The regulation didn’t just validate product-market fit—it mandated distribution. Every Medicare insurer had to provide this capability. Paytient went from selling a nice-to-have to fulfilling a compliance requirement across 50 million lives.
This positioned Brian to testify before the House Committee of Oversight and Government Reform on December 10th as an expert witness on healthcare affordability. He represented “the voice of the millions of people that we represent, the voices of the 6,000 employers we work with” directly to policymakers shaping future healthcare legislation.
Despite the insurance pivot, Brian didn’t abandon employers—he segmented GTM by market structure.
For the top 40 insurers: high-touch enterprise sales with multi-year deal cycles. These are strategic partnerships where insurers integrate Paytient into core benefit design, affecting millions of members.
For employers under 200 employees: self-serve at patient.com, launched this month. “If you’re a small business, less than 200 employees, you can go to patient.com and actually buy patient online now.” The MVP immediately gained traction with “venture backed employers who are like hey, I want to do something for my employees and they just want a simple subscription.”
The dual-engine strategy solves unit economics. You can’t profitably run enterprise sales for 50-employee companies. You can’t efficiently serve thousands of SMBs with strategic account management. Different market structures demand different acquisition and servicing models.
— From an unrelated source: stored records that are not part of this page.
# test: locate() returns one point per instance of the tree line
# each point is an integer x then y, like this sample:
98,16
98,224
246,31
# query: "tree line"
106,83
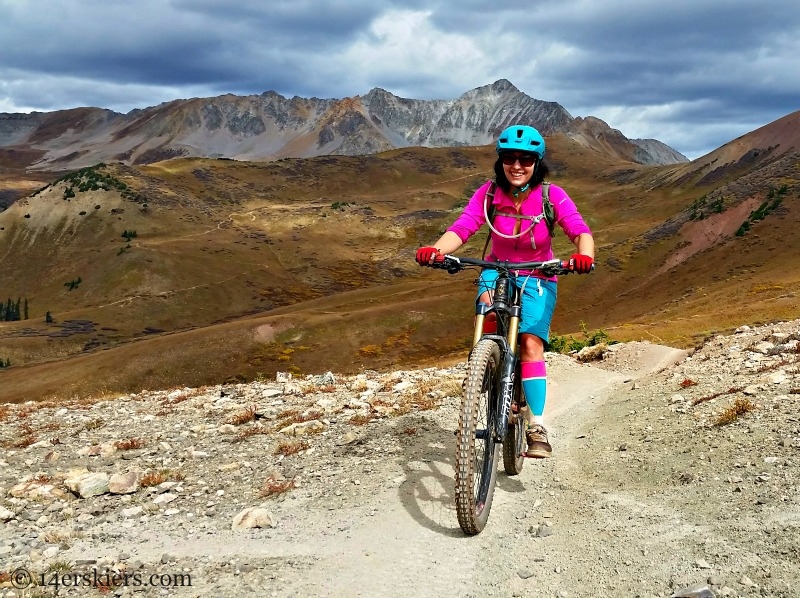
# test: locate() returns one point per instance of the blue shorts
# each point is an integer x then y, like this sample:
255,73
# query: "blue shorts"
538,301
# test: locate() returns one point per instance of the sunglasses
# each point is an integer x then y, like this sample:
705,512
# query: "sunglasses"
525,161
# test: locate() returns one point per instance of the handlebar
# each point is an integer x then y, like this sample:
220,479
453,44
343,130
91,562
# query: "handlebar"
455,264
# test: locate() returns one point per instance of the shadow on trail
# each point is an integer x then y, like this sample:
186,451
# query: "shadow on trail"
427,493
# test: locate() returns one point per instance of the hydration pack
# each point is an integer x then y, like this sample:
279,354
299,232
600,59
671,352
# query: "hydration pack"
548,211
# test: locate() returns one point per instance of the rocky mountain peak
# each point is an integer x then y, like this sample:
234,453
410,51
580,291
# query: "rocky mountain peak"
268,126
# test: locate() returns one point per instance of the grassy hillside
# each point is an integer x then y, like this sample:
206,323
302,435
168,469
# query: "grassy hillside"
196,271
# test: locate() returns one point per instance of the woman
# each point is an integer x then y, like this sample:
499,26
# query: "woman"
519,233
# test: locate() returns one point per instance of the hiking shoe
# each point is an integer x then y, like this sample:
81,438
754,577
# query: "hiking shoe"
538,446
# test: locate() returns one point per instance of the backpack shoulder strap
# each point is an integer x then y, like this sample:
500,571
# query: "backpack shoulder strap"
547,209
488,200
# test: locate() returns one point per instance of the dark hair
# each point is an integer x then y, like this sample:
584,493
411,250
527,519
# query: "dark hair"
540,171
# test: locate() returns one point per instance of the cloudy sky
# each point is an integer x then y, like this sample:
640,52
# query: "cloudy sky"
694,74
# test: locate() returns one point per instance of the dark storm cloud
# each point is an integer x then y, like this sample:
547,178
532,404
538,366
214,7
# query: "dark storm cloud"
692,74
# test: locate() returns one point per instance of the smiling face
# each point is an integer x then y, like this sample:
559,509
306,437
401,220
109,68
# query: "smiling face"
518,167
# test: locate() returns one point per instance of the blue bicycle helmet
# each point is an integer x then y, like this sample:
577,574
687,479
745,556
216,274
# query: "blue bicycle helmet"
521,138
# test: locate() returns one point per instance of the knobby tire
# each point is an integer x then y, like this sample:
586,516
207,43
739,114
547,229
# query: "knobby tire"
476,449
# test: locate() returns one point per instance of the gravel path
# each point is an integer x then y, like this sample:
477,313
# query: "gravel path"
343,486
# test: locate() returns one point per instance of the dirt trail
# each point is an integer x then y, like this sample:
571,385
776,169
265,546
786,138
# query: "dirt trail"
405,541
647,493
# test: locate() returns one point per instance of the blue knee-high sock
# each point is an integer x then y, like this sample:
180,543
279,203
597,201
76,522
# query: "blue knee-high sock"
534,385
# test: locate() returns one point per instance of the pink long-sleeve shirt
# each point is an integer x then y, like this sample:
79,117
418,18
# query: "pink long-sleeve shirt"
535,243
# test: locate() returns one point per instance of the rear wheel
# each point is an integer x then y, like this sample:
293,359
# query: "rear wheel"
476,450
514,442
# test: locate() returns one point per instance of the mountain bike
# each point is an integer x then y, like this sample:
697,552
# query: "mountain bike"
492,406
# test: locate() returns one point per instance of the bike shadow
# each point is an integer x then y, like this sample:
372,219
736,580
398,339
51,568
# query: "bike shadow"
427,492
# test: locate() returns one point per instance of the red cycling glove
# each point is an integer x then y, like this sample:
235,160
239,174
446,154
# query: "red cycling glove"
582,264
425,255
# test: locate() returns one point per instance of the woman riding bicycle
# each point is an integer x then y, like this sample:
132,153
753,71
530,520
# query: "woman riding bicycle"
519,233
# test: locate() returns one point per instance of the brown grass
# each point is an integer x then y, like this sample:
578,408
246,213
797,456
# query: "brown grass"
295,416
361,419
731,414
153,478
354,302
291,448
730,391
26,437
242,418
129,444
274,486
246,433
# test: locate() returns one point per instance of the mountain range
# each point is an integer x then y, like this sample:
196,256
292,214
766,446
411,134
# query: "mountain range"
195,270
269,126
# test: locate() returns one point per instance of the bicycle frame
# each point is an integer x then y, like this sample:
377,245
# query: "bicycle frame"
491,388
507,309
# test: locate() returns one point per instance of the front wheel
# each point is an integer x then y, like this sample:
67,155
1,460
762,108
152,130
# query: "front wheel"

This approach enabled Paytient to close multiple Fortune 100 accounts last year—companies where “tens of thousands of people at those employers have access to patient now” at launch. When you deploy at that scale, product delivery becomes your sales engine. “The benefits stack is sacred and sacrosanct. It’s a trust based and relationship based sale,” Brian emphasizes. Performance drives expansion and broker referrals.
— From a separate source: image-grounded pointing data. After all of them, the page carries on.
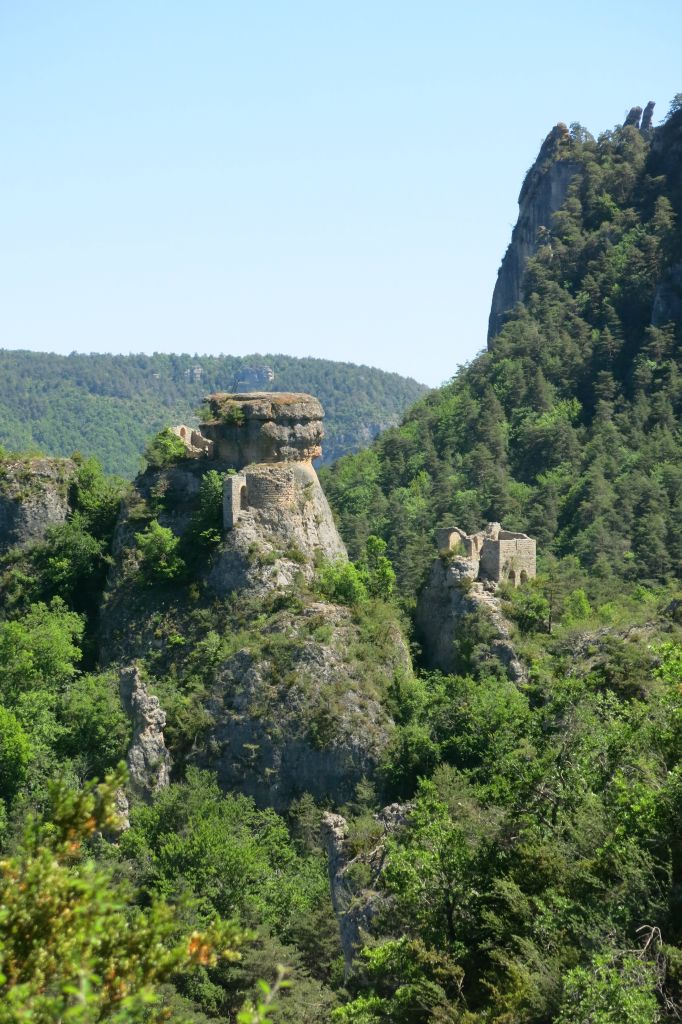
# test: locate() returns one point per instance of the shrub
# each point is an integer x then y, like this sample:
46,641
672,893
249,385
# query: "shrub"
158,549
165,450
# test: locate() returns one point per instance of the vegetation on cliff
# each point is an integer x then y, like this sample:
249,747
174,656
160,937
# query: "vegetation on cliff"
568,428
108,406
535,872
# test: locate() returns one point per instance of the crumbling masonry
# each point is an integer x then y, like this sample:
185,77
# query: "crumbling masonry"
496,554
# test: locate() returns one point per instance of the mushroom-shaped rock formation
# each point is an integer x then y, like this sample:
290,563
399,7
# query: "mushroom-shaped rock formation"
264,427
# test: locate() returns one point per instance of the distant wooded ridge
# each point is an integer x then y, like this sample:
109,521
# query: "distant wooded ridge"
109,406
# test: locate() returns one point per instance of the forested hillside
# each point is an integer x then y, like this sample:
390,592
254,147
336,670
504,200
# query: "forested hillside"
108,406
568,426
415,847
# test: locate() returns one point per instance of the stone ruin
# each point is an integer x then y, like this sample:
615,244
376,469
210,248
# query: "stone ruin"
496,555
266,441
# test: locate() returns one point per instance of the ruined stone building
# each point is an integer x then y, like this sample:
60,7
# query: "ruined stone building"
496,555
264,442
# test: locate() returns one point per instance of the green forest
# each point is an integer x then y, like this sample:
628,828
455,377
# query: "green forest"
108,406
533,868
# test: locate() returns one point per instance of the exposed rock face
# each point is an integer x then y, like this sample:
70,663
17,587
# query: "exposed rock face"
450,595
496,554
647,118
263,427
286,509
543,193
354,909
297,706
34,495
666,157
633,117
147,759
668,298
298,715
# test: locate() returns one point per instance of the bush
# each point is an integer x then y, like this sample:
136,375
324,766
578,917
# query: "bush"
165,450
342,583
15,754
158,548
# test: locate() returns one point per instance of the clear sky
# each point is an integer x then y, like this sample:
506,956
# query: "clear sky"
320,178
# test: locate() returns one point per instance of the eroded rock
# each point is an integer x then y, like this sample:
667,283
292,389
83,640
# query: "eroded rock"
354,908
147,759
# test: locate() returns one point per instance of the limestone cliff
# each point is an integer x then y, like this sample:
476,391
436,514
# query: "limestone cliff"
292,692
264,426
147,758
34,495
543,193
355,907
450,596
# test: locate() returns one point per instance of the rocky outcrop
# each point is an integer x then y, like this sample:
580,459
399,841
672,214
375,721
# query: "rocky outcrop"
450,595
633,117
544,192
647,118
668,298
264,427
666,158
34,495
297,713
147,758
286,510
354,908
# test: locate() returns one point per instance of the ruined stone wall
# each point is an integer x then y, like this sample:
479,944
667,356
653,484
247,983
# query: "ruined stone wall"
233,499
517,557
495,554
266,488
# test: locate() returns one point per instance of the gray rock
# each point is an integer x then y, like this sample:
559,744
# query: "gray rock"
668,298
304,723
148,761
544,192
634,115
448,598
34,495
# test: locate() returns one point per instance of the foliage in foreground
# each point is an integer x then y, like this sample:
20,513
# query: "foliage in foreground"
73,946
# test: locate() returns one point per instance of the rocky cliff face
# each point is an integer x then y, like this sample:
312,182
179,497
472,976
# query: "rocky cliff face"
34,495
450,596
545,189
543,193
147,759
355,907
293,693
264,426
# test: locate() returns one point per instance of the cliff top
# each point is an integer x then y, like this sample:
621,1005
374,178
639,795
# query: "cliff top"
265,406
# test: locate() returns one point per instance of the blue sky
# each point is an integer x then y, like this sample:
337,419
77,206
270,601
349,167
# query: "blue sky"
332,179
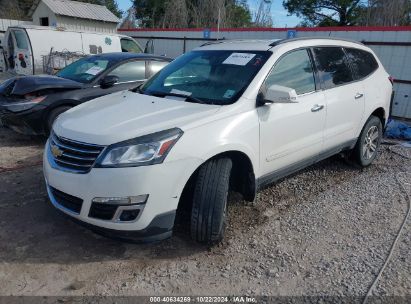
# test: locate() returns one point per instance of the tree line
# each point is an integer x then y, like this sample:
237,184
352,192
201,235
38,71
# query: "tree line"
192,13
19,9
237,13
350,12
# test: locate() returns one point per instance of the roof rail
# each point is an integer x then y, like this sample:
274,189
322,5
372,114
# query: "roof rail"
282,41
213,42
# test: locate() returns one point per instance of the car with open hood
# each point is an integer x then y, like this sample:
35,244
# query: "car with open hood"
30,104
227,116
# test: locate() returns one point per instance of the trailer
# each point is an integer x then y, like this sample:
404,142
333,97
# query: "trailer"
25,46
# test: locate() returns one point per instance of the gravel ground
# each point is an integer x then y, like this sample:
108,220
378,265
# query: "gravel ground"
325,231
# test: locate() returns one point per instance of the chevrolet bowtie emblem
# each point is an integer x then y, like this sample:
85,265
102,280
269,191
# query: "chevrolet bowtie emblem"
56,151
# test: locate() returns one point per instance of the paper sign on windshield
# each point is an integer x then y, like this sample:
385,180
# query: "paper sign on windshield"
175,91
239,58
94,70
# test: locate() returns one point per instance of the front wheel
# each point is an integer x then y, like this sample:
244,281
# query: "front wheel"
367,145
208,215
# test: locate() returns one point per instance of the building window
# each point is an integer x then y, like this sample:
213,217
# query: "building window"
44,21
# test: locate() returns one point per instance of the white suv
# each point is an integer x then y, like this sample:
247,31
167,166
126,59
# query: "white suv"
228,116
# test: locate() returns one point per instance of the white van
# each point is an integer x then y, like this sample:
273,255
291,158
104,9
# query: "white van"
2,61
25,45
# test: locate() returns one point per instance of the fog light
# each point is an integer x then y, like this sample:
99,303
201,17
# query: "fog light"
129,215
129,200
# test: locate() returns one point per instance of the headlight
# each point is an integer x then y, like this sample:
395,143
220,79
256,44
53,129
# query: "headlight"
142,151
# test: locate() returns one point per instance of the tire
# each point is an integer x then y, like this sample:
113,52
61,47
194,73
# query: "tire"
366,148
208,214
53,116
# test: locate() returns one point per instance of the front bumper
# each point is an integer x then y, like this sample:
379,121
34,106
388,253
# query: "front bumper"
163,183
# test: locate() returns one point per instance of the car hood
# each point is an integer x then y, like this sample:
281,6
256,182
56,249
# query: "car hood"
125,115
30,84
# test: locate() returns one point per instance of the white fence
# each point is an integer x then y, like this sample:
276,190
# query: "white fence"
391,44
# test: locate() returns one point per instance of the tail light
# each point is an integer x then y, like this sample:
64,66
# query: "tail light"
35,99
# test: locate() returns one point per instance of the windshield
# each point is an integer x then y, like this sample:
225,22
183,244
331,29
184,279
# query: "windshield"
213,77
85,70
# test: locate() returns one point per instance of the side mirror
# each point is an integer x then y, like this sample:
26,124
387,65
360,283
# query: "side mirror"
149,49
277,94
108,81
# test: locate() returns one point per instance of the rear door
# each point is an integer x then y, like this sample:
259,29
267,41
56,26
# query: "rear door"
291,134
21,52
344,96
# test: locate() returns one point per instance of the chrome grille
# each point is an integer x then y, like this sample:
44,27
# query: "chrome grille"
71,155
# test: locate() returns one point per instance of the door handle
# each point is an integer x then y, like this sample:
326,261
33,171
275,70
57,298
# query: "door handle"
317,108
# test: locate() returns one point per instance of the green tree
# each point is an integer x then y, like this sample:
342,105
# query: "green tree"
19,9
325,12
110,4
149,12
196,13
239,14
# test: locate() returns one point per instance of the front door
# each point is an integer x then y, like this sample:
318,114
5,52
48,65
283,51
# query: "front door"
291,134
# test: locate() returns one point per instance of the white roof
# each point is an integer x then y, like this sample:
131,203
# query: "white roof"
239,45
78,10
264,45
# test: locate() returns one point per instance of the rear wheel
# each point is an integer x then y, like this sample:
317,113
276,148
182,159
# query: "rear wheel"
367,145
53,116
208,215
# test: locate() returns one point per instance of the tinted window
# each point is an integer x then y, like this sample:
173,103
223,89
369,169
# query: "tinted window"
85,70
128,45
21,40
363,62
130,71
156,66
295,71
332,66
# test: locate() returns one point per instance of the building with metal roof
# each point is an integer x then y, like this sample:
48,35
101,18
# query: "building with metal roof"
74,15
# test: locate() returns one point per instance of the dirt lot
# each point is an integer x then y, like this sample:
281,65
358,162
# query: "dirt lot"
324,231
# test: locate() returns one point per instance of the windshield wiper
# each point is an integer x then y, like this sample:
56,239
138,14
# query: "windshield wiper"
137,89
188,98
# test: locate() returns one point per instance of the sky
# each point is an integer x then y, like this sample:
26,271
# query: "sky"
279,14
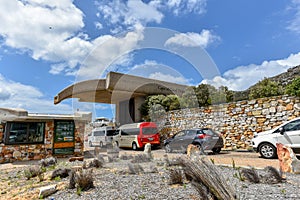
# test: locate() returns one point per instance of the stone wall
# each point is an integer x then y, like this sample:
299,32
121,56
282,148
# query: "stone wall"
10,153
239,121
Brian’s core GTM lesson for healthcare founders: “You have to work with the system as it is.”
The failure pattern he sees repeatedly: “Folks will kind of come at the system sort of as antagonist and come at it with something that’s sort of foreign, that maybe works against how it is today, that’s just almost too foreign or too different or that threatens the status quo in a way that it just won’t pull you in.”
Healthcare operates within regulatory constraints around data handling, compliance, and established workflows. The benefits stack is relationship-driven—HR teams trust specific brokers, consultants have established networks, decisions involve credit committees and multi-stakeholder approval.
“There are regulatory requirements for how healthcare can work today and so you have to sort of be considerate of the data and the way it can work,” Brian notes. “The art is innovating within those constraints but there’s plenty of space in there.”
His advice isn’t about compromising on innovation—it’s about understanding that healthcare’s regulatory and trust infrastructure creates boundaries that determine what’s adoptable. “There’s plenty of space for a lot of people to do a lot of good and build successful multi billion dollar businesses” within those constraints.
The lesson from Paytient’s journey: your initial GTM assumptions about buyer scale requirements, planning horizons, and market structure may be fundamentally wrong. Brian’s willingness to pivot from employers to insurers when he discovered stronger product-market fit—and then build differentiated GTM motions for each segment—enabled Paytient to serve 6,000 employers and power payments for nearly half of Medicare’s 50 million beneficiaries. Sometimes the market signals a better strategy than the one you planned, but only if you’re paying attention.